La rêverie abandonne la connaissance pour divaguer à son aise et quand elle revient à elle, c’est les bras chargés des trésors merveilleux entrevus dans ce pur moment de jouissance où l’être ne pèse pas plus lourd qu’une image.

Ce qu’il y a d’effrayant dans la rêverie est qu’elle oblige à creuser dans l’être une fosse à son désir de n’être pas.

Dans la rêverie l’homme ne communie pas seulement avec son passé et en son centre avec la flamme vive de l’enfance mais aussi et plus encore peut-être avec l’air et la terre, l’eau et le feu, toutes les forces vives qui composent et structurent l’univers. La rêverie est la figure poétique du possible inscrite au cœur de notre humanité.

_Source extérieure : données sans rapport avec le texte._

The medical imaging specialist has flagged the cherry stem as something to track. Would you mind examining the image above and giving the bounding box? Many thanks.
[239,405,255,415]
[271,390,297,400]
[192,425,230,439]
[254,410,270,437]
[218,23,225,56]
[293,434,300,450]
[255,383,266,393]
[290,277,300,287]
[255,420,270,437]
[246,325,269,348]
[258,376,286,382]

Parce qu’elle délivre l’homme de la conjonction des forces de pesanteur qui l’écrasent et le réduisent à un point insignifiant dans le grand système de coordonnées de l’espace-temps, jusqu'à lui enlever toute possibilité de choix éclairée dans la conduite de son existence, parce qu’elle dispose l’homme à percevoir des figures éblouissantes et le transporte là où les lois de la raison sont impuissantes à le guider, la rêverie contribue à la puissante redynamisation de la vie psychique. Elle tire l’homme de sa torpeur éhontée et par un coup d’éperon imperceptible l’élève vers le pays merveilleux du souvenir à l’état naissant. Car la rêverie est un retour aux sources du souvenir, à cet instant béni où tout était encore possible, où la vie ne s’était pas encore figée dans une longue ride morne et glacée.

La nature cosmique de la rêverie en fait un instrument formidable pour réconcilier l’homme avec son néant. Elle réveille en lui le sens des confins et ennoblit la perception confuse de son environnement. Le visible alors s’infléchit, se creuse, s’intériorise et voilà que le rêveur entre dans la nuit pure de l’inachevé et découvre que toutes les entraves qui le faisaient souffrir n’étaient que des expressions mortifiantes de son attachement funeste aux lois d’une raison implacable.